『赤光』初版「屋上の石」① No.00013

あしびきの山のはざまをゆくみづのをりをり白くたぎちけるかも  『赤光』初版「屋上の石」

『赤光』初版「大正二年(七月迄)」「屋上の石」八首中の第一首。一連の末尾に「(七月作)」とある。

  「あしびきの」は「山」を導く枕詞である。上の句は、柿本人麻呂の「あしひきの山川の瀬の鳴るなへに弓月が岳に雲立ちわたる」(万葉集巻七・一〇八八)を思わせる。この和歌について茂吉は、後年『万葉秀歌 上巻』で、

    この歌もなかなか大きな歌だが、天然現象が、そういう荒々しい強い相として現出しているのを、その儘さながらに表現したのが、写生の極致ともいうべき優れた歌を成就したのである。

と評している。さらに続けて、

    なお、技術上から分析すると、上の句で、「の」音を続けて、連続的・流動的に云いくだして来て、下の句で「ユツキガタケニ」と屈折せしめ、結句を四三調で止めて居る。

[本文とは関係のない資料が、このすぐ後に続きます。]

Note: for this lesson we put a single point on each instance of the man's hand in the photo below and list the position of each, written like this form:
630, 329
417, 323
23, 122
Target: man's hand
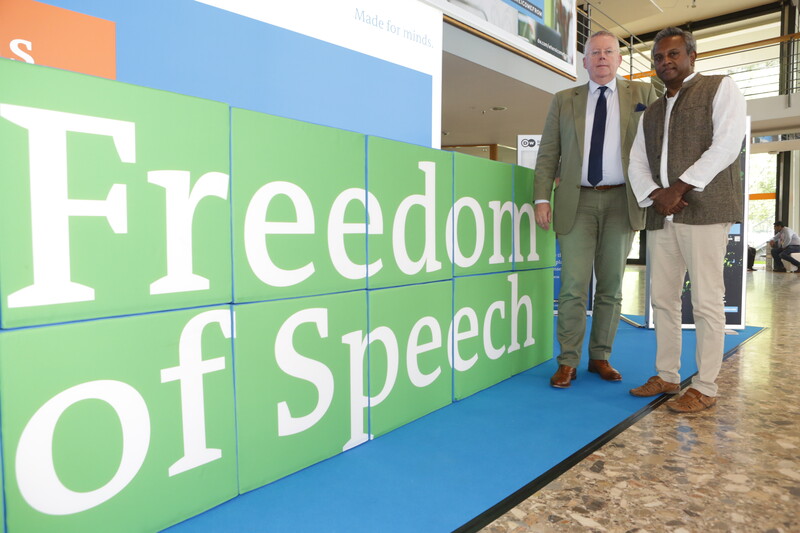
670, 200
542, 214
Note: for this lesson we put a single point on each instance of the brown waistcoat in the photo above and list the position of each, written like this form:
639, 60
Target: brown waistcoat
691, 131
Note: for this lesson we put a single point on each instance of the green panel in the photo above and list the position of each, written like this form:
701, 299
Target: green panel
2, 484
488, 346
540, 253
293, 383
484, 219
411, 193
538, 285
311, 179
405, 321
129, 151
84, 386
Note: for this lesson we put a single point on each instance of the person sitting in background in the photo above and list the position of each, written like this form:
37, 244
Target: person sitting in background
785, 243
751, 258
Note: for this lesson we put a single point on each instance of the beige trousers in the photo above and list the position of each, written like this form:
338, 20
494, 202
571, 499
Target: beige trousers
700, 249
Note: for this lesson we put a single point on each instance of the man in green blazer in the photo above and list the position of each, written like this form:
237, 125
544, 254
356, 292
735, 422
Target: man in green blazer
584, 153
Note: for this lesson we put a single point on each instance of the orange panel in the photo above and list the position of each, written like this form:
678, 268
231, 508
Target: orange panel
47, 35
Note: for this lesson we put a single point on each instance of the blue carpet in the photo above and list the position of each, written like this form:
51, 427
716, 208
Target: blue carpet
443, 470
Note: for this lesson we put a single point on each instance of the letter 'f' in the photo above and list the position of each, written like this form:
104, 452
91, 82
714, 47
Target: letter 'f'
50, 205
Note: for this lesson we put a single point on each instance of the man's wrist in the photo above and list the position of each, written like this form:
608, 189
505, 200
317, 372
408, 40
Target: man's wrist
681, 187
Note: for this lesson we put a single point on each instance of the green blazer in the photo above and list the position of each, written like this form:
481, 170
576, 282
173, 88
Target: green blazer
561, 149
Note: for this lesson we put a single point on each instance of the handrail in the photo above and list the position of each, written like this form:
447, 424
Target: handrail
748, 46
727, 50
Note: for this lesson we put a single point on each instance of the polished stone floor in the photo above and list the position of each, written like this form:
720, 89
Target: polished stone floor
735, 467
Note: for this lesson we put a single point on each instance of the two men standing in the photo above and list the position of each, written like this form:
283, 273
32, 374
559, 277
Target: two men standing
683, 167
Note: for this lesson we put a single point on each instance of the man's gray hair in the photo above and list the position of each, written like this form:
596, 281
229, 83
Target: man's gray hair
672, 31
602, 33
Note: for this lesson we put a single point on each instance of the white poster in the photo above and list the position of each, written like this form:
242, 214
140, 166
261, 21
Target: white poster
542, 30
407, 33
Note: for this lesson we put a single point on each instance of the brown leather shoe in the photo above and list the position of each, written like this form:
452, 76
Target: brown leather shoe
692, 401
655, 386
563, 377
604, 368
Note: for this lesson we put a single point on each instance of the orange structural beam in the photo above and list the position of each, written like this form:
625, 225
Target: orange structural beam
762, 196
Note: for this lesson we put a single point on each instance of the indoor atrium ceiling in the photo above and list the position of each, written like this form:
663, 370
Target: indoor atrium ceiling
470, 91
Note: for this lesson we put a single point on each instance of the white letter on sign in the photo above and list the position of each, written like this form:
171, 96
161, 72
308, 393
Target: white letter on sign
182, 201
36, 474
190, 374
50, 205
305, 368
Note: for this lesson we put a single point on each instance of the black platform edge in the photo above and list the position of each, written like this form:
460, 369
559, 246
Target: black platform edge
511, 501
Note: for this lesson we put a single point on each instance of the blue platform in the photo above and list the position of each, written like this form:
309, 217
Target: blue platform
444, 470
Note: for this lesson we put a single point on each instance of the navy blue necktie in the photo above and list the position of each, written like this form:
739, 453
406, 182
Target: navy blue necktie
595, 173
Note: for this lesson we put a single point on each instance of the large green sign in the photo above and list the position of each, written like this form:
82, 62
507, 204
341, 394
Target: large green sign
104, 419
170, 265
113, 198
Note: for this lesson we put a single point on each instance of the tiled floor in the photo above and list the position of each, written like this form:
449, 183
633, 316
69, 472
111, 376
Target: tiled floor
733, 468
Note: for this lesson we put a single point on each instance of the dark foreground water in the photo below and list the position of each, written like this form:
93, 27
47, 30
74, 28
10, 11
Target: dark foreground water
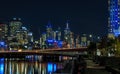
23, 66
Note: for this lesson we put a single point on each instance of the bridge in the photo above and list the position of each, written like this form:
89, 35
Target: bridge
51, 52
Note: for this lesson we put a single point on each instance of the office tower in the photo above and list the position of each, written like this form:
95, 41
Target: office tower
3, 31
114, 17
15, 25
67, 33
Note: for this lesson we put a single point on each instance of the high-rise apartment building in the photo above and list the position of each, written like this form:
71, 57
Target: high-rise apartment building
3, 30
15, 25
114, 17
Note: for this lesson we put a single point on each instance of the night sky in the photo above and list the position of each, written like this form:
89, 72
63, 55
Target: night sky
85, 16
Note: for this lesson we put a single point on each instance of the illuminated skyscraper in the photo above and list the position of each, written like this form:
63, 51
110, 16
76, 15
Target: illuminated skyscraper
114, 17
15, 25
3, 30
49, 31
67, 32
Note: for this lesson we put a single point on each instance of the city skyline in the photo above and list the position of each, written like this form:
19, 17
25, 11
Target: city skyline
88, 17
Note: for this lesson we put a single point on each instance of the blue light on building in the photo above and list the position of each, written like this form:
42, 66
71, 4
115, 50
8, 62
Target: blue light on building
51, 67
1, 65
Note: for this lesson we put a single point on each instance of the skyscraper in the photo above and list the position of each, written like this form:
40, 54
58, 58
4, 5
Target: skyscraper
15, 25
114, 17
3, 30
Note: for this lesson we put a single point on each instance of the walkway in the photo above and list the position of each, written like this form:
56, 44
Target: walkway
93, 68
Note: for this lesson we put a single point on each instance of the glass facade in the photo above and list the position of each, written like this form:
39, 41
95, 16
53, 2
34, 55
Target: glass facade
114, 17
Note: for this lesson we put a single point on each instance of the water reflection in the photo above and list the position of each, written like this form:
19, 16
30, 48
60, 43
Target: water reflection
15, 66
1, 65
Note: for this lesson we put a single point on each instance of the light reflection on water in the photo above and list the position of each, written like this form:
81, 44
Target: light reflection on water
10, 66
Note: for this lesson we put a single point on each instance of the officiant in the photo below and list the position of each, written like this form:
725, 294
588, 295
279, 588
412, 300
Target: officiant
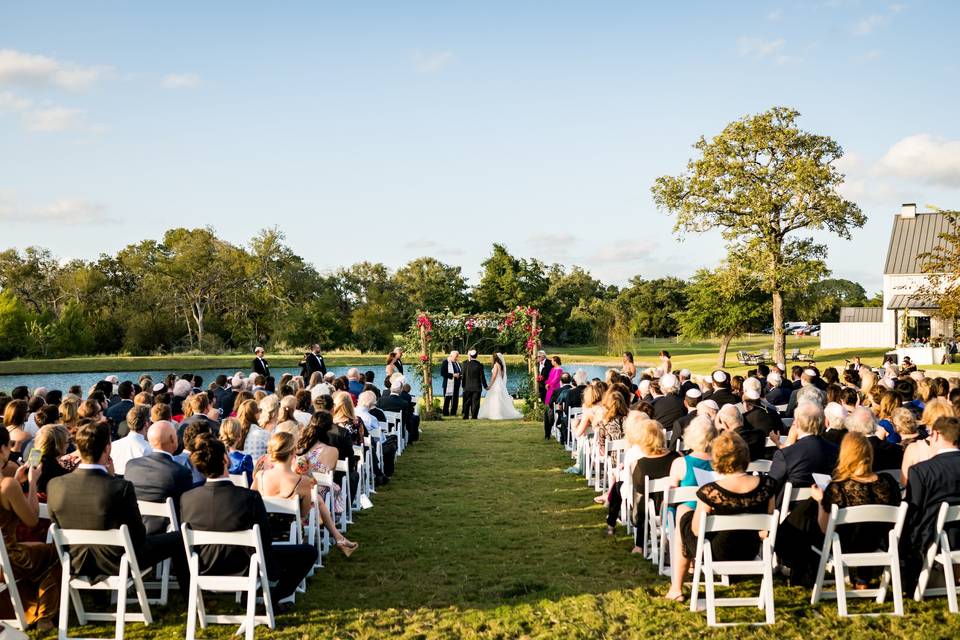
450, 374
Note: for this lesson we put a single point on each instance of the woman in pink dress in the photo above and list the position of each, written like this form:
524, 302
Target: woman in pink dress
553, 380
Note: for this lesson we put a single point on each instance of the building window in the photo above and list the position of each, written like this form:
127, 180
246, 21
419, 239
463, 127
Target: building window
918, 327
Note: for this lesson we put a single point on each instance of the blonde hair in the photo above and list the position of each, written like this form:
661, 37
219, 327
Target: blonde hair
699, 434
730, 453
937, 408
52, 440
281, 446
856, 457
343, 408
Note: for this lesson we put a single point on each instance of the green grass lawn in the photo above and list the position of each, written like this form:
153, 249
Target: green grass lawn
482, 535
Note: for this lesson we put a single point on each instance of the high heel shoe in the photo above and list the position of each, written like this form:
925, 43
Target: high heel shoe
346, 547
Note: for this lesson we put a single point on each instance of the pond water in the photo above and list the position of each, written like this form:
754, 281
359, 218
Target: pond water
64, 381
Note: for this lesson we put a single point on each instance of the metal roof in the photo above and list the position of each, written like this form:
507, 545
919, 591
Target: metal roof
861, 314
910, 238
910, 302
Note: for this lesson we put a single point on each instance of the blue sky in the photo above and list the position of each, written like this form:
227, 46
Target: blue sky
390, 130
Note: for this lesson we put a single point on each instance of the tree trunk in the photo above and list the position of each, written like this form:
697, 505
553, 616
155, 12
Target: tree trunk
724, 345
779, 336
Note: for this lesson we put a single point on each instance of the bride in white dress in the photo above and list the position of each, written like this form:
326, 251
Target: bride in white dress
498, 404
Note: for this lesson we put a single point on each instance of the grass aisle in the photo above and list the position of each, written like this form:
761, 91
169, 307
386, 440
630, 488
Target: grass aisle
481, 535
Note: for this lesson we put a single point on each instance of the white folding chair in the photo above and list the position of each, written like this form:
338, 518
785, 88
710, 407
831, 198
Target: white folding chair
395, 428
791, 495
255, 580
346, 516
128, 575
652, 520
759, 466
168, 511
9, 585
709, 567
668, 524
833, 558
940, 552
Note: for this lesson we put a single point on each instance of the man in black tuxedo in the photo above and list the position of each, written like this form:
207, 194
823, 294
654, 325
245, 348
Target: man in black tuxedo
157, 476
543, 372
474, 381
219, 505
810, 454
93, 498
314, 363
450, 375
668, 408
260, 365
929, 484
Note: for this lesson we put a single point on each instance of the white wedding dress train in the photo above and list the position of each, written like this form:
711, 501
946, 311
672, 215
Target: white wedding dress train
498, 405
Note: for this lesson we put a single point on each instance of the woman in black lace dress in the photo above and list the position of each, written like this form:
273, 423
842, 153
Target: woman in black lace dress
734, 492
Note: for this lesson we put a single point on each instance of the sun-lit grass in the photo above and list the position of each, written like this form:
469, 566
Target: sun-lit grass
481, 535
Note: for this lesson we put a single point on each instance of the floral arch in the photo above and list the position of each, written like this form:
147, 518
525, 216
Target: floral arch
517, 331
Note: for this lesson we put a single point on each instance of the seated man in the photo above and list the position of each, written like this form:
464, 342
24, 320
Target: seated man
157, 476
93, 498
219, 505
929, 484
809, 454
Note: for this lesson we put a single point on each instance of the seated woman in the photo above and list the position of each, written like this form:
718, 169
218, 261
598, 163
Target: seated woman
35, 564
734, 492
282, 481
240, 463
698, 435
853, 484
656, 463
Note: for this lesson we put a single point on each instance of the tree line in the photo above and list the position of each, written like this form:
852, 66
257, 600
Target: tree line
192, 291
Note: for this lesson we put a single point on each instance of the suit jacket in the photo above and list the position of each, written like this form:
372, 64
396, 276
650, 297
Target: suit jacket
668, 408
447, 369
261, 366
314, 363
929, 484
795, 463
221, 506
93, 499
885, 455
157, 477
474, 378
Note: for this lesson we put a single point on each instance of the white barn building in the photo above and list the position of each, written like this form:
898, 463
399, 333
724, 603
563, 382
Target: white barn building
905, 317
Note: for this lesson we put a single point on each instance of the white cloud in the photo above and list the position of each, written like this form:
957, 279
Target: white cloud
432, 62
72, 211
11, 102
69, 211
17, 67
180, 81
759, 48
867, 25
924, 157
54, 119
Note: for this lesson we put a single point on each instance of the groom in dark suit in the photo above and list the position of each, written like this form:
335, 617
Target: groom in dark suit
450, 374
474, 381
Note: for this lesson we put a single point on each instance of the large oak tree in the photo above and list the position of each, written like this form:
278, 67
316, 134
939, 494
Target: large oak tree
765, 183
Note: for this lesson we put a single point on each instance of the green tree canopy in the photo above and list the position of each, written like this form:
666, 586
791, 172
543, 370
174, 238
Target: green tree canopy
763, 182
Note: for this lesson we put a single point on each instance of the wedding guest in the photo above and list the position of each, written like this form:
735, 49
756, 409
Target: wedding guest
655, 463
36, 567
219, 505
734, 492
240, 463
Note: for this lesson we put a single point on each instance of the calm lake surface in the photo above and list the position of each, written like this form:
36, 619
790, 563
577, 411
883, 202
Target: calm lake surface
64, 381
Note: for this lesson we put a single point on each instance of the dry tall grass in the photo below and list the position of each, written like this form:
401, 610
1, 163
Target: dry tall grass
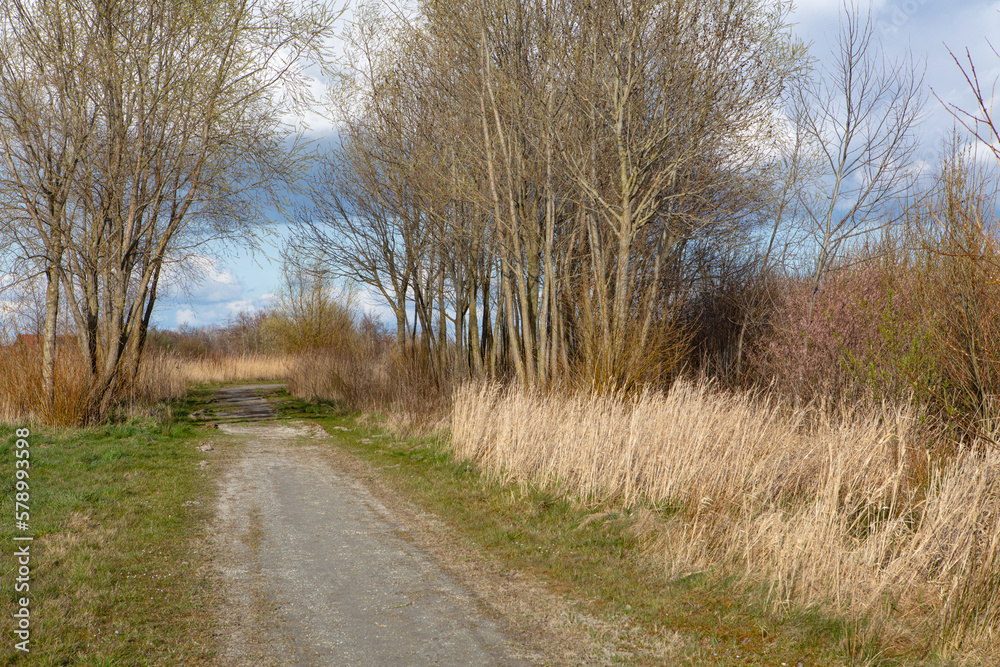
854, 512
161, 377
21, 395
249, 367
400, 383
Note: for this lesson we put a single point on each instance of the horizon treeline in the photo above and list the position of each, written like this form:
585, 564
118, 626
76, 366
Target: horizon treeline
602, 194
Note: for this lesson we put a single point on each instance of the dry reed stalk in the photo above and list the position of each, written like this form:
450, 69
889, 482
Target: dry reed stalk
234, 368
849, 511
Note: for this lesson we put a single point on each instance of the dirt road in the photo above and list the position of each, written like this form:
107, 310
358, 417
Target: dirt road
316, 570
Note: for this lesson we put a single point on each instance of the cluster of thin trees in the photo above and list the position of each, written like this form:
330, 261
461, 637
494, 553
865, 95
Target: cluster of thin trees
547, 184
131, 133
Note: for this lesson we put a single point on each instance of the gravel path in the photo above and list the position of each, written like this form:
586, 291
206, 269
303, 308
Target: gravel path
315, 569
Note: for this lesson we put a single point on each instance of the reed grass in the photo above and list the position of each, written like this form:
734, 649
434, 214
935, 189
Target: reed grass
247, 367
852, 510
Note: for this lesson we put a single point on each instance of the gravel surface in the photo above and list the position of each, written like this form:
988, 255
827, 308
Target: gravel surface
316, 570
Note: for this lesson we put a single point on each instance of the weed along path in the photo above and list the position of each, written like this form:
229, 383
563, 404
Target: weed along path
314, 569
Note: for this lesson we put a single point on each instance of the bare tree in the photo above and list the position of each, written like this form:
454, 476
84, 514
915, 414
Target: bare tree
859, 116
182, 111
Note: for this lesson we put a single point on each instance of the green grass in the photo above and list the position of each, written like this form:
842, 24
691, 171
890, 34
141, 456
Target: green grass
590, 553
115, 579
118, 577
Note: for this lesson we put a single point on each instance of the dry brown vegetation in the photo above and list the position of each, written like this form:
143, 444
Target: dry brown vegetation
852, 510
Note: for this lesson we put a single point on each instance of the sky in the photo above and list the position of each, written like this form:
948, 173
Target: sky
247, 282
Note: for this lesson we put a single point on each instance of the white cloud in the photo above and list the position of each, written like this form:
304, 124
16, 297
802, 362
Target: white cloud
186, 316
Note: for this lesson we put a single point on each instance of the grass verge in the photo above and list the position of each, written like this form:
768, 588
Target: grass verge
117, 574
599, 555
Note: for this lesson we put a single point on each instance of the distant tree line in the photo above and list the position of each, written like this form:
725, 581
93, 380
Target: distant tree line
555, 189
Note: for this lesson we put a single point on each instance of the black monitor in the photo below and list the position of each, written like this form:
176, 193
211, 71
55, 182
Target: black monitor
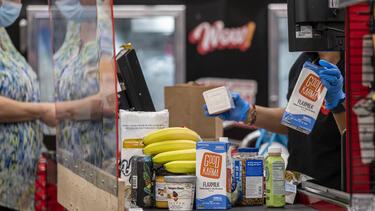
134, 94
315, 25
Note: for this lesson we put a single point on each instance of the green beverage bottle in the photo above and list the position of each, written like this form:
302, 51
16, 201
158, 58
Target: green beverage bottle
275, 178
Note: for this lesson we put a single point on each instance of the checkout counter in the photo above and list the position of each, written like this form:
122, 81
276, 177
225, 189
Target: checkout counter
85, 87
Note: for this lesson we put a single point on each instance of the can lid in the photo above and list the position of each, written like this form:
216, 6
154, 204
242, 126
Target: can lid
248, 150
274, 150
182, 178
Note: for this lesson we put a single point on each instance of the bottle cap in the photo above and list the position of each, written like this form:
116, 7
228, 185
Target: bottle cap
248, 150
274, 150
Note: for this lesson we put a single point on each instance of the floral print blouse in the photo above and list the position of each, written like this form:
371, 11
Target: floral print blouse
20, 143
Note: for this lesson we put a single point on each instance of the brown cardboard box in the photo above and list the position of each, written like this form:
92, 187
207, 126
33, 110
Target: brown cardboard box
185, 104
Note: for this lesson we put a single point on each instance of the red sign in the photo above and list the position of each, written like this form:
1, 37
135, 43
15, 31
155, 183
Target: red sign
216, 37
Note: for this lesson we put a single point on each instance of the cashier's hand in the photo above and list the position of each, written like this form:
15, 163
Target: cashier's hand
332, 79
238, 113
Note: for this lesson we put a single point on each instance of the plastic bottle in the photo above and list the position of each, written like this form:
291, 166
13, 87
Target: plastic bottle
251, 180
275, 178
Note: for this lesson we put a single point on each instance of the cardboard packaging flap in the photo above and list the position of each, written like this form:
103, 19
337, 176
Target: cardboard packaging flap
185, 104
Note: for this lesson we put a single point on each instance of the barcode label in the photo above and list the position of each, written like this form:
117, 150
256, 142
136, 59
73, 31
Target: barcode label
135, 182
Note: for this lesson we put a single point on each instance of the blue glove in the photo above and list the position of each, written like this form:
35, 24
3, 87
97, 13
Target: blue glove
238, 113
332, 79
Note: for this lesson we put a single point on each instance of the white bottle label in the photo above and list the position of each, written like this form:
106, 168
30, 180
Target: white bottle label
278, 178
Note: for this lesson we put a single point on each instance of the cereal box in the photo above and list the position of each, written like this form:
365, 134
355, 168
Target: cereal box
306, 100
213, 169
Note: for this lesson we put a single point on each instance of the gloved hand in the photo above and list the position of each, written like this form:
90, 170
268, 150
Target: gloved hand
238, 113
332, 79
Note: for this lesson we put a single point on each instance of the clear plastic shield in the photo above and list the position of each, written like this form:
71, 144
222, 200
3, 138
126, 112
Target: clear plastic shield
85, 86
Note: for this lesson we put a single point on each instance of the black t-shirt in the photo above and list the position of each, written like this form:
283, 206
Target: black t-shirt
318, 154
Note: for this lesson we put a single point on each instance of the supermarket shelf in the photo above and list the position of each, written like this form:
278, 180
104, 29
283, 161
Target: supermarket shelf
295, 207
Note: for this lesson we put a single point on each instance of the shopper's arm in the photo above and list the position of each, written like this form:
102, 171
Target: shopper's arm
269, 119
14, 111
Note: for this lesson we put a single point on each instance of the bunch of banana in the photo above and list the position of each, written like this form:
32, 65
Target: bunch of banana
174, 147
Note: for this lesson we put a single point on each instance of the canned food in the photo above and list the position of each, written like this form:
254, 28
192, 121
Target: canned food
141, 180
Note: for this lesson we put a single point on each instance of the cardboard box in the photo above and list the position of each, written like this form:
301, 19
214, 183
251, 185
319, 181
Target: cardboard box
185, 104
218, 100
213, 169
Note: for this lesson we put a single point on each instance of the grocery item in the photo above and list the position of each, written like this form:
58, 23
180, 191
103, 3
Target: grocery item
172, 133
184, 103
179, 155
181, 166
166, 146
218, 100
275, 178
180, 192
130, 148
161, 200
251, 177
213, 175
306, 100
134, 126
236, 182
141, 180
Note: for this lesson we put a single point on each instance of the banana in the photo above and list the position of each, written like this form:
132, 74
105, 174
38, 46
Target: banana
167, 146
165, 157
172, 133
180, 167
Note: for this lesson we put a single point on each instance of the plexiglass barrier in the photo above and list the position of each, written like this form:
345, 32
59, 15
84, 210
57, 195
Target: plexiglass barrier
85, 86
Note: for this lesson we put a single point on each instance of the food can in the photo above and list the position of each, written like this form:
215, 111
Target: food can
180, 192
141, 180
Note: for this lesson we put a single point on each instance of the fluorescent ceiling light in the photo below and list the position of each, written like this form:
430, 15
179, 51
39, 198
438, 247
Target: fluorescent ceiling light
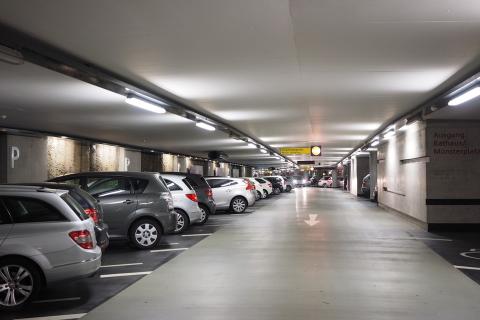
466, 96
144, 104
205, 126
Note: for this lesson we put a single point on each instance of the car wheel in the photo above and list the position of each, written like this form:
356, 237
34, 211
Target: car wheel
20, 282
205, 213
145, 233
238, 205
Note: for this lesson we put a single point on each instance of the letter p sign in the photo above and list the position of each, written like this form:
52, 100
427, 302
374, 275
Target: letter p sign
14, 155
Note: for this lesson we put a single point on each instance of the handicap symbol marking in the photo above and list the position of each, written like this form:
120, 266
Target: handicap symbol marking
472, 254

としている。この茂吉の用語「屈折」について、田中教子はやはり万葉集巻七・一〇八八と、茂吉の解説を例に挙げて説明している。

    自然の音から景色へ突然に飛んだように見えるが、これらは実際は連動した一体の美であり、歌われた世界は立体的に広がる。 茂吉は上下句が飛躍したように見える歌を、光の屈折の現象に喩え、そこに理屈では計れない詩歌の魅力の本質を見出しているのである。(『斎藤茂吉 ―声調に見る伝統と近代』作品社、二〇一九年)

   掲出歌に戻れば、人麿の一〇八八の歌同様、「上の句で、「の」音を続けて、連続的・流動的に云いくだして来て」いる。上の句で、「の」音はともに三音である。しかし、「自然の音から景色へ突然に飛」ぶという「屈折」は見られない。むしろ「屈折」させずに、「山の峡をゆくみづ」に集中して、終始視覚的に捉えている。

  結句の「けるかも」はやはり万葉集の用例に漏れず詠嘆で「白く湧き立ち、激しく流れることよ」という意味になる。

  万葉の歌を模して、万葉の歌に挑戦する姿勢を見せた歌とも取れよう。